Siempre contesto demasiado aprisa.

—De acuerdo.

—Vamos, si no es molestia, Millhone —dijo con ironía.

Me hizo reír.

—Le llamaré. Se lo prometo.

—Fabuloso. Ya nos veremos.

Noté al colgar que una sonrisa tonta me bailoteaba en los labios más tiempo del que convenía. ¿Qué tendría aquel hombre?

Las Vegas está a unas seis horas de Los Ángeles y me dije que ya podía ponerme en camino. Eran las siete pasadas y aún no había anochecido, así que puse mis cuatro bultos en el asiento trasero del coche y dije a Arlette que estaría fuera un par de días.

—¿Quieres que te coja los recados? —dijo.

—Ya te llamaré yo cuando llegue y te diré cómo se me puede localizar —dije.

Me dirigí hacia el norte por la autopista de San Diego y luego por la de Ventura, que seguí en dirección este hasta el empalme con la de Colorado, una de las pocas vías buenas de toda la red que rodea Los Ángeles. La autopista de Colorado es ancha, de escasa circulación y cruza por el norte el área metropolitana de L.A. En la autopista de Colorado se puede cambiar de carril sin sufrir un ataque de nervios y la resistente divisoria de hormigón que separa el tráfico en dirección este del tráfico en dirección oeste es una garantía segura contra cualquier vehículo que quiera saltársela por capricho de darte un trompazo de frente. Abandoné la autopista de Colorado para doblar bruscamente hacia el sur y tomar la autopista de San Bernardino y la Nacional 15, que traza hacia el Noreste una diagonal larga e irregular que lleva derechamente a Las Vegas. Con un poco de suerte podría hablar con Sharon Napier y luego dirigirme hacia el sur, a Saltón Sea, donde vivía Greg Fife. Podía completar el trayecto desviándome hacia Claremont al volver para platicar un poco con su hermana, Diane. Yo no estaba muy segura de qué iban a depararme todos aquellos desplazamientos, pero debía satisfacer los requisitos básicos de la investigación. Y Sharon Napier estaba destinada a resultar muy interesante.

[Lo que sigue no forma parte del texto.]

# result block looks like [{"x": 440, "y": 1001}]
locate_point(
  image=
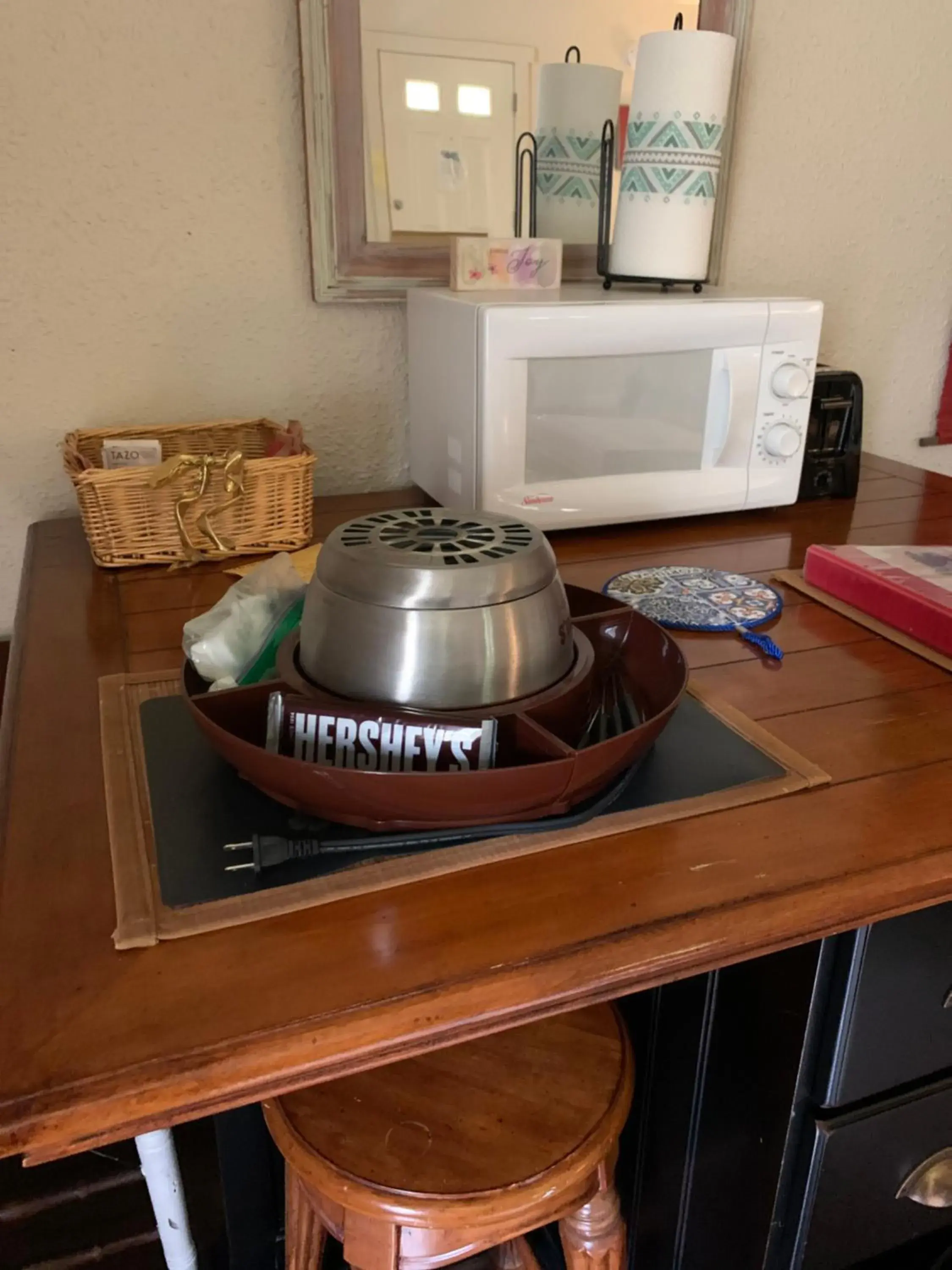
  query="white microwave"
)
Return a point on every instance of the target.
[{"x": 591, "y": 408}]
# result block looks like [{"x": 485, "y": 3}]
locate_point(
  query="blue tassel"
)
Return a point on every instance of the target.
[{"x": 763, "y": 642}]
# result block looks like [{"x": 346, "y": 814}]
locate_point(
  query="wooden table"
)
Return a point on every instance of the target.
[{"x": 97, "y": 1044}]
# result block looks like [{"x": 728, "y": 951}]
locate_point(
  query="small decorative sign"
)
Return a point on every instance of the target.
[
  {"x": 497, "y": 265},
  {"x": 146, "y": 453}
]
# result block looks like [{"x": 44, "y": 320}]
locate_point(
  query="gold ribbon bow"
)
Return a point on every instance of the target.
[{"x": 198, "y": 469}]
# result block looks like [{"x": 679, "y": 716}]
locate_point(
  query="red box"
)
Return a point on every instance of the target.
[{"x": 909, "y": 588}]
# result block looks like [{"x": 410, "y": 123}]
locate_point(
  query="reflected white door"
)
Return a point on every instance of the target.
[{"x": 450, "y": 138}]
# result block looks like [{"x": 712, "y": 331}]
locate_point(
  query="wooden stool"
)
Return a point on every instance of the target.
[{"x": 427, "y": 1161}]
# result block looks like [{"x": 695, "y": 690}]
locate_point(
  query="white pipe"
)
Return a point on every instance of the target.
[{"x": 160, "y": 1169}]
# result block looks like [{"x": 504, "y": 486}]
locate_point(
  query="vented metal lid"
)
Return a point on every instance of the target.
[{"x": 436, "y": 558}]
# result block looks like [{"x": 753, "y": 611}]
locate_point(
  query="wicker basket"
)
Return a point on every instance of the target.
[{"x": 129, "y": 521}]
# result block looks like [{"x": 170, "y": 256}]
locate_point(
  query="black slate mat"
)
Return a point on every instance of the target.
[{"x": 200, "y": 803}]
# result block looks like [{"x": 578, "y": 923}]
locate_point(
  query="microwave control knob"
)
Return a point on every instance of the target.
[
  {"x": 782, "y": 441},
  {"x": 790, "y": 381}
]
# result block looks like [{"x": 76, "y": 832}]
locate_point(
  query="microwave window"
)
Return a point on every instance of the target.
[{"x": 616, "y": 416}]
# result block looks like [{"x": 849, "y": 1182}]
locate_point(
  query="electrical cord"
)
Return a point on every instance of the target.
[{"x": 270, "y": 850}]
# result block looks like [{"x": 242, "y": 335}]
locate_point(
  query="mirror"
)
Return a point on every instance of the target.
[{"x": 413, "y": 110}]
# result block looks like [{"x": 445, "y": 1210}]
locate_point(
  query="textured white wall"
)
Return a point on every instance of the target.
[
  {"x": 154, "y": 261},
  {"x": 842, "y": 190},
  {"x": 154, "y": 244}
]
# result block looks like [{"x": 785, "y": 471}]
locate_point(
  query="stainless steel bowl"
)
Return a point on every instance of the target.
[{"x": 436, "y": 609}]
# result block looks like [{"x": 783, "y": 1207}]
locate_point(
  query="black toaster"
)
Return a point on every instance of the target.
[{"x": 834, "y": 436}]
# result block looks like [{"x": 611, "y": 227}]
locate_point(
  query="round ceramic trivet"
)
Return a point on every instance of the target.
[{"x": 691, "y": 599}]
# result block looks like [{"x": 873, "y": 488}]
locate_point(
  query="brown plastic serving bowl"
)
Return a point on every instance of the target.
[{"x": 545, "y": 774}]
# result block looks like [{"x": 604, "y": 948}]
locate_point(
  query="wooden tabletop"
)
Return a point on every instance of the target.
[{"x": 97, "y": 1044}]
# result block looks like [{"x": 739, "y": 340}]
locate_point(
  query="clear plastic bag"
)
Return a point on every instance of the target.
[{"x": 237, "y": 642}]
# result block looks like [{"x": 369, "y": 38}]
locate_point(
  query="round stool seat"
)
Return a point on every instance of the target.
[{"x": 475, "y": 1143}]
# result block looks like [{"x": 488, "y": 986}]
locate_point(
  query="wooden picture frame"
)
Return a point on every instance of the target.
[{"x": 344, "y": 266}]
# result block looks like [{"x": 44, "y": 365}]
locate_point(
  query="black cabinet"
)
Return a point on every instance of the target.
[
  {"x": 781, "y": 1104},
  {"x": 894, "y": 1025},
  {"x": 860, "y": 1161}
]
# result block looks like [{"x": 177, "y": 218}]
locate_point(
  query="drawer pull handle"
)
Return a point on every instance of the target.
[{"x": 931, "y": 1182}]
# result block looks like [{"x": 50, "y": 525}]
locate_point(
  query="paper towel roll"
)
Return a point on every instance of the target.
[
  {"x": 574, "y": 102},
  {"x": 673, "y": 154}
]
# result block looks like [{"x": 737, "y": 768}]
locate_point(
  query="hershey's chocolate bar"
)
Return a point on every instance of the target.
[{"x": 390, "y": 742}]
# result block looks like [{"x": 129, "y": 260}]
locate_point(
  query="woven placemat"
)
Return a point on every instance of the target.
[
  {"x": 143, "y": 919},
  {"x": 795, "y": 578}
]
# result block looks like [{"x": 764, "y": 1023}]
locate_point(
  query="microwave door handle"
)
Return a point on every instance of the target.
[
  {"x": 720, "y": 408},
  {"x": 732, "y": 406}
]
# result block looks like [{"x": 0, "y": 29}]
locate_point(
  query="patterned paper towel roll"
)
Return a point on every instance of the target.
[
  {"x": 673, "y": 154},
  {"x": 574, "y": 102}
]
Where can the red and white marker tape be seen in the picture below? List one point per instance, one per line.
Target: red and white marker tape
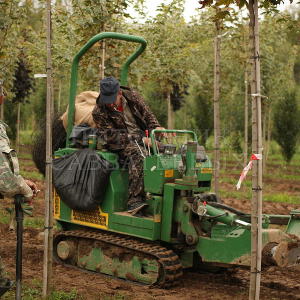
(247, 168)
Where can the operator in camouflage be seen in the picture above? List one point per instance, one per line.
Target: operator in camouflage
(122, 117)
(11, 183)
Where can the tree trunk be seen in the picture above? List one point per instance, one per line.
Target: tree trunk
(269, 130)
(18, 127)
(264, 129)
(217, 131)
(256, 204)
(2, 112)
(59, 96)
(102, 47)
(48, 231)
(170, 112)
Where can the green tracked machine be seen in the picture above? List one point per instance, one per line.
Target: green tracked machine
(185, 226)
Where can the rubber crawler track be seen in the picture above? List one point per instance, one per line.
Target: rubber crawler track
(167, 259)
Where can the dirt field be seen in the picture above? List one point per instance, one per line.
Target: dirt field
(276, 283)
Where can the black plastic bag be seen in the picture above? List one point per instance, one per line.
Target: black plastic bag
(80, 179)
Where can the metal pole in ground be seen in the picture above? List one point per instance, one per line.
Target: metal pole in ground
(256, 205)
(19, 220)
(48, 238)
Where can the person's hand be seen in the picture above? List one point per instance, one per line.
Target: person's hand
(164, 134)
(33, 186)
(147, 141)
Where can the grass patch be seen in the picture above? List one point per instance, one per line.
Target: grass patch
(283, 198)
(25, 155)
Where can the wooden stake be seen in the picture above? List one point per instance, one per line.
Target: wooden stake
(217, 131)
(256, 205)
(48, 239)
(170, 112)
(246, 120)
(18, 128)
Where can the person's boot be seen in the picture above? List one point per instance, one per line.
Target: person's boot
(5, 285)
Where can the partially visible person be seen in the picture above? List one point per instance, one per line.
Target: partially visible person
(122, 117)
(11, 182)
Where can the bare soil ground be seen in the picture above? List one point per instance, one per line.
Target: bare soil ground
(276, 283)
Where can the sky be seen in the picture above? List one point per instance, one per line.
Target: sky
(191, 8)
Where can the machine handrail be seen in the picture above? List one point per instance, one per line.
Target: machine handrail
(124, 68)
(152, 135)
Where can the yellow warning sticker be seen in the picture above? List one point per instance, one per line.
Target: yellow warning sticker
(169, 173)
(206, 170)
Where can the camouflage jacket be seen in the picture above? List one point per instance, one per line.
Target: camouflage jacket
(11, 183)
(111, 123)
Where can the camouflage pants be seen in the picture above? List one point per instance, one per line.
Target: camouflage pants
(134, 161)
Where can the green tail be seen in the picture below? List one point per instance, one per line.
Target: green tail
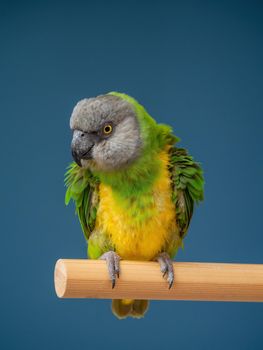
(123, 308)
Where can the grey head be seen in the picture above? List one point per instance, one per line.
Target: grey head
(106, 133)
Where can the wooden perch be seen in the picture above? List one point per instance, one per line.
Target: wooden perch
(143, 280)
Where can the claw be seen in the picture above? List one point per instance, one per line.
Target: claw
(113, 264)
(166, 267)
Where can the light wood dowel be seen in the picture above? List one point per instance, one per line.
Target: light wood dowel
(143, 280)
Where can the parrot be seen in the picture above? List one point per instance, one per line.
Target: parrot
(134, 190)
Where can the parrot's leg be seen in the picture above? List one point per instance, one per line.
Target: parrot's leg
(166, 266)
(113, 263)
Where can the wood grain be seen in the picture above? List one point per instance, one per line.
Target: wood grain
(143, 280)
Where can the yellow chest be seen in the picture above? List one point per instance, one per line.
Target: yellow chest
(139, 228)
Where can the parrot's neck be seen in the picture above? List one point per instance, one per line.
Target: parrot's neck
(137, 179)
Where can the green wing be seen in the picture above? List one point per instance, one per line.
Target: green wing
(187, 185)
(83, 189)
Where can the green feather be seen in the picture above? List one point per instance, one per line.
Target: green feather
(187, 186)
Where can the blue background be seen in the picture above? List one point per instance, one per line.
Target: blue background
(195, 65)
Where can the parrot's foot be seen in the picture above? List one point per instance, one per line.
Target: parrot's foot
(166, 266)
(113, 263)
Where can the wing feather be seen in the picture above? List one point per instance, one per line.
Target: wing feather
(187, 186)
(83, 190)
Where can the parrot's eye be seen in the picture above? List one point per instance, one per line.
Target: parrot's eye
(107, 129)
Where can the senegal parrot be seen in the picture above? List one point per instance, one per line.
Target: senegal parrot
(133, 188)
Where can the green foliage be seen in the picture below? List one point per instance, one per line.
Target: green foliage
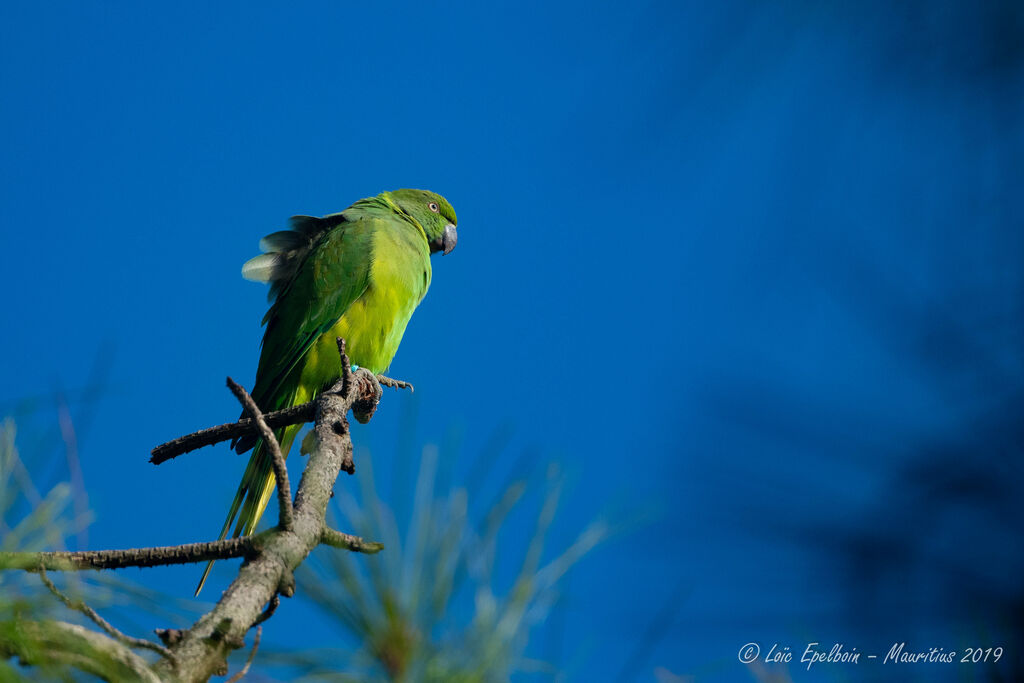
(35, 629)
(428, 607)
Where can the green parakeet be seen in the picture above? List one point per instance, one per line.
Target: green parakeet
(357, 274)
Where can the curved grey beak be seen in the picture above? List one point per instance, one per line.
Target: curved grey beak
(446, 242)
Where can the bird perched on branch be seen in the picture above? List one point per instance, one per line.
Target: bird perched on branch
(357, 274)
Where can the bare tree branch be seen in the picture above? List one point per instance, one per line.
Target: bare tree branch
(249, 663)
(202, 649)
(271, 556)
(270, 441)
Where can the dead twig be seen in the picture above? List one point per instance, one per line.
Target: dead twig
(330, 537)
(225, 432)
(285, 517)
(246, 546)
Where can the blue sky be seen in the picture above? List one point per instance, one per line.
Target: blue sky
(733, 266)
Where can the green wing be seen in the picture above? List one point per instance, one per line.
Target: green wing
(324, 282)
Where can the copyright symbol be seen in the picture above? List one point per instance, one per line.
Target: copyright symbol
(749, 652)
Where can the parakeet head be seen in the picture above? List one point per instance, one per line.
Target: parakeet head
(434, 213)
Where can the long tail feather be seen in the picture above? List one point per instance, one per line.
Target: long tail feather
(254, 491)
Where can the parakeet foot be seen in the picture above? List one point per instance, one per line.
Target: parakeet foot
(394, 384)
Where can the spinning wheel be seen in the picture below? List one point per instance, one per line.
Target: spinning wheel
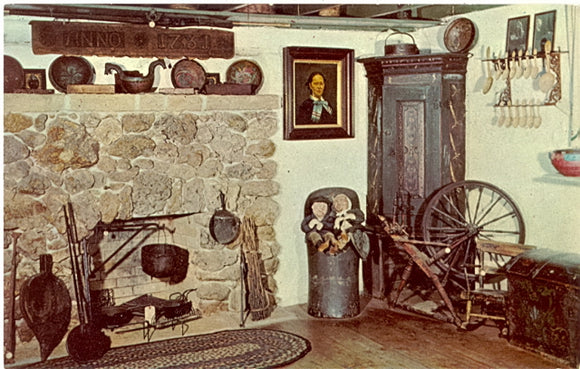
(460, 213)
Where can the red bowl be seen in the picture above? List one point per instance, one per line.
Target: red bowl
(566, 161)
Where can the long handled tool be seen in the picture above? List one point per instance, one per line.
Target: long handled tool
(10, 342)
(85, 342)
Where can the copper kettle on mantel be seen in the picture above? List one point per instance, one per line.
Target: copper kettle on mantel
(133, 82)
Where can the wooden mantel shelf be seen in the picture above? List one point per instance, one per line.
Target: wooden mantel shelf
(33, 103)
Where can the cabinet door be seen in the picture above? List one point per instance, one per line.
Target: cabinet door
(407, 112)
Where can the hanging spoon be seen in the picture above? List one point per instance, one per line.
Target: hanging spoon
(524, 113)
(513, 67)
(498, 71)
(516, 117)
(489, 80)
(538, 118)
(506, 71)
(501, 119)
(547, 79)
(532, 115)
(528, 69)
(510, 118)
(520, 66)
(535, 68)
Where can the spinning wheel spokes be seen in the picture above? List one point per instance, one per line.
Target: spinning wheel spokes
(460, 213)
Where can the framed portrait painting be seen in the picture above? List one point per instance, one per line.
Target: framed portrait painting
(544, 26)
(317, 93)
(517, 34)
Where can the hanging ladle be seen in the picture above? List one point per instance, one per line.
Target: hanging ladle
(489, 80)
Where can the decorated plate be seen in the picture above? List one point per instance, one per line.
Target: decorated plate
(13, 74)
(188, 74)
(460, 35)
(245, 72)
(70, 70)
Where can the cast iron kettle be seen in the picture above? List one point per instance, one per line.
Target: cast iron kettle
(224, 226)
(401, 49)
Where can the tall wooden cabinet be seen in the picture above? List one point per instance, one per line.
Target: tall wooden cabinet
(416, 140)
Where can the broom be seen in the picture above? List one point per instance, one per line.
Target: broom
(260, 300)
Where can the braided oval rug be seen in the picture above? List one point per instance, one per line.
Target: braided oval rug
(242, 348)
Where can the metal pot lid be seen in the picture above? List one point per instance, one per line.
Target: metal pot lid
(224, 226)
(188, 74)
(460, 35)
(70, 70)
(13, 74)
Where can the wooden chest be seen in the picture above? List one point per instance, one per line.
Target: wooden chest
(543, 306)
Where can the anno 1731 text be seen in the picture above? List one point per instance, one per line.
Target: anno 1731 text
(129, 40)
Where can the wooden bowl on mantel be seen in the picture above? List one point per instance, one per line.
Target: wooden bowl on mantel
(566, 161)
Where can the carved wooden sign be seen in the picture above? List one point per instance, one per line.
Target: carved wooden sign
(129, 40)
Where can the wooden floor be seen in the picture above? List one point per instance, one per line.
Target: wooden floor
(382, 338)
(377, 338)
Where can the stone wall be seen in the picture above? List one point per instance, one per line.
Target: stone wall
(119, 157)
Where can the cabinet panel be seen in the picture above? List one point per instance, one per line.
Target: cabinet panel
(416, 142)
(405, 110)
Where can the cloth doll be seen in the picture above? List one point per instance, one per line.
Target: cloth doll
(318, 225)
(345, 218)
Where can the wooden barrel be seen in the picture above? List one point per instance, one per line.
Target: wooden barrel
(46, 306)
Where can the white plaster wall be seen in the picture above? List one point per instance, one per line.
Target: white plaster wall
(304, 166)
(516, 159)
(513, 159)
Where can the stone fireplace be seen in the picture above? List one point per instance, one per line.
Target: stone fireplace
(122, 157)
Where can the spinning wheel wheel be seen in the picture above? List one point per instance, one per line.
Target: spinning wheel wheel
(462, 212)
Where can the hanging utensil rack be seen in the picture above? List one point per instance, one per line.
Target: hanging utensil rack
(553, 96)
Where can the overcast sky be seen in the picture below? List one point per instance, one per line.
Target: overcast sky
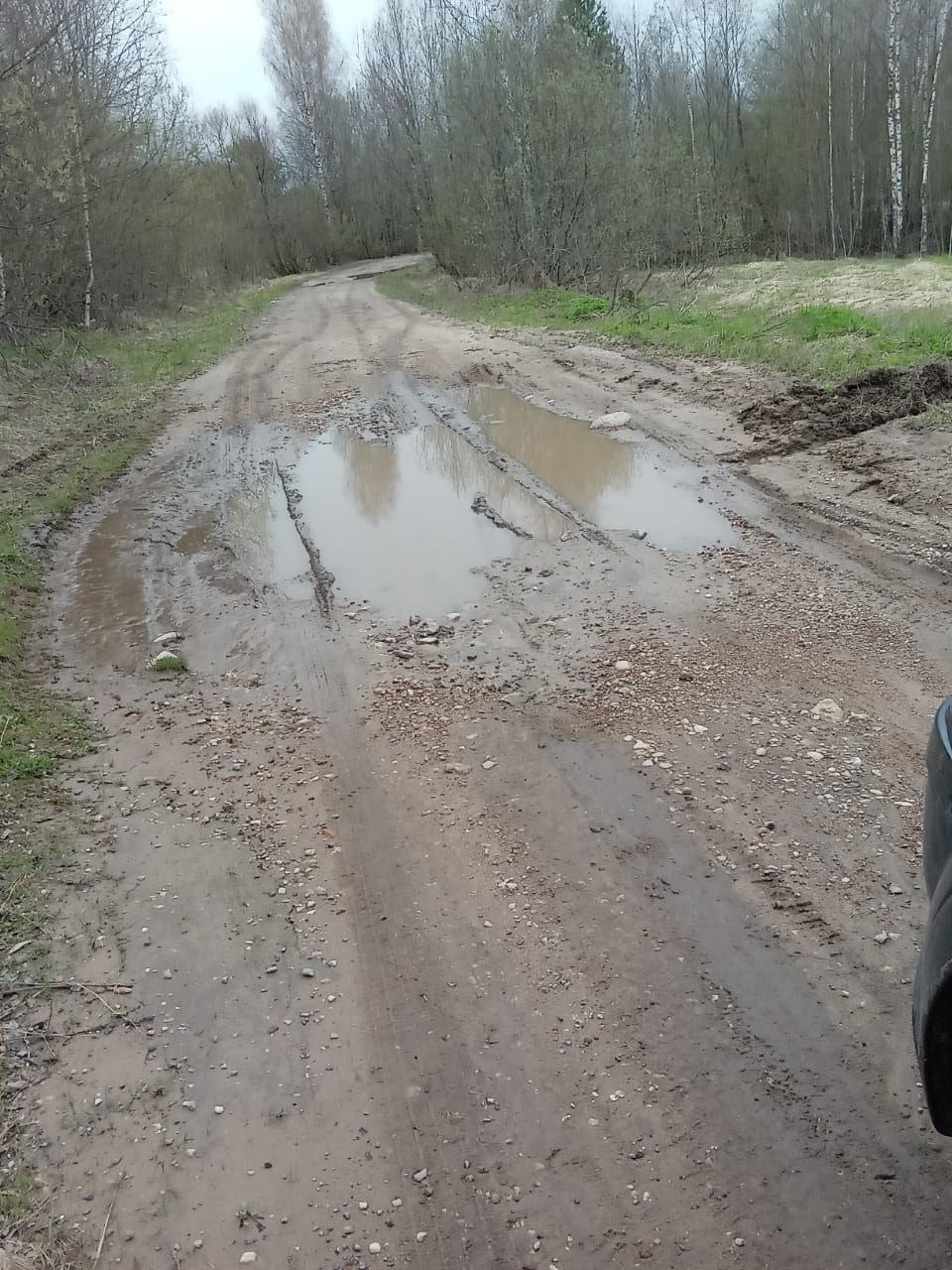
(217, 45)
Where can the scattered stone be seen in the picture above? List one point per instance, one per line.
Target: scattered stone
(612, 421)
(828, 711)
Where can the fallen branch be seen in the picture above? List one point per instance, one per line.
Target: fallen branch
(64, 985)
(105, 1223)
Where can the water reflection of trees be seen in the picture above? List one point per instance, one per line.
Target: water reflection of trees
(443, 451)
(372, 474)
(579, 463)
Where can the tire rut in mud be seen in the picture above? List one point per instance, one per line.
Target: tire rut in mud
(806, 416)
(322, 578)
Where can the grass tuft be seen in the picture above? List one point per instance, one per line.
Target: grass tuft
(782, 316)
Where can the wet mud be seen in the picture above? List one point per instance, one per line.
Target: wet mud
(806, 416)
(484, 901)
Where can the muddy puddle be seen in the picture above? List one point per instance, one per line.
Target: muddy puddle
(394, 520)
(616, 484)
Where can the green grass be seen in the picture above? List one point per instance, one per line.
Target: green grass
(824, 339)
(168, 662)
(76, 411)
(73, 413)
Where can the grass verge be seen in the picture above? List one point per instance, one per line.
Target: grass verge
(73, 412)
(792, 326)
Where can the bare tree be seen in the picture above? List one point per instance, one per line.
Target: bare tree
(929, 118)
(893, 118)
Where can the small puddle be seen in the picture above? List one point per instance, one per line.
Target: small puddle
(394, 521)
(616, 484)
(263, 539)
(197, 539)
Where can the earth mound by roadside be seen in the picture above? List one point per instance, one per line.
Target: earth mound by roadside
(805, 414)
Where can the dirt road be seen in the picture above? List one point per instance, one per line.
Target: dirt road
(492, 898)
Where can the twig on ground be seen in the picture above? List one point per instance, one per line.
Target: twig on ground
(105, 1223)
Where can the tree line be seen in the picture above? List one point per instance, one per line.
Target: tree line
(525, 140)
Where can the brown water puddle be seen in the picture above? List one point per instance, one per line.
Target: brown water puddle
(394, 520)
(616, 484)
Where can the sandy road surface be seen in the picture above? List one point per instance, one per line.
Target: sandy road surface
(553, 933)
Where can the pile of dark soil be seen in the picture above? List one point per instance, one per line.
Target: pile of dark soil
(807, 416)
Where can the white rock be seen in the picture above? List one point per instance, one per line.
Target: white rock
(608, 422)
(828, 710)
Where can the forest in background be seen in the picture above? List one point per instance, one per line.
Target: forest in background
(526, 141)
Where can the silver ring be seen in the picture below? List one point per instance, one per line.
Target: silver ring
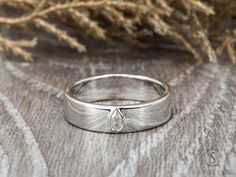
(116, 103)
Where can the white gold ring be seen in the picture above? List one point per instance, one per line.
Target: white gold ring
(116, 103)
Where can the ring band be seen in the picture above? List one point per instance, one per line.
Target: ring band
(116, 103)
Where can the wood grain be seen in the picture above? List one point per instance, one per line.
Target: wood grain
(36, 141)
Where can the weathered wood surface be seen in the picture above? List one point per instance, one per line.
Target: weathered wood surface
(36, 141)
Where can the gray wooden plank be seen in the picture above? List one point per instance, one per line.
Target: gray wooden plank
(35, 140)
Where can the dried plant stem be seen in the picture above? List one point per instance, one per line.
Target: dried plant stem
(9, 45)
(61, 35)
(24, 19)
(83, 21)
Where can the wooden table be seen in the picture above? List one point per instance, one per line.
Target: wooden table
(36, 141)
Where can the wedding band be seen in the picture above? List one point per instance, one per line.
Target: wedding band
(116, 103)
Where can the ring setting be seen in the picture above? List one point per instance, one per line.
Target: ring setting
(117, 103)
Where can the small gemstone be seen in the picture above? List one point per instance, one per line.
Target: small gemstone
(117, 120)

Me gusta conducir de noche. Las vistas me emocionan poco y cuando recorro el campo no me desvío ni me detengo jamás para admirar las maravillas del paisaje. No me conmueven las rocas de treinta metros que tienen forma de calabacín. No me pirro por contemplar los barrancos formados por ríos de cauce seco en la actualidad ni despiertan mi admiración los grandes agujeros causados por aerolitos que cayeron nadie sabe cuándo. Vaya donde vaya, para mí es siempre lo mismo. Contemplo el asfalto. Observo la raya amarilla. Sigo el ejemplo de los camiones grandes y de los turismos con niños dormidos en el asiento de atrás y mantengo los pies pegados al suelo del coche hasta que llego a mi destino.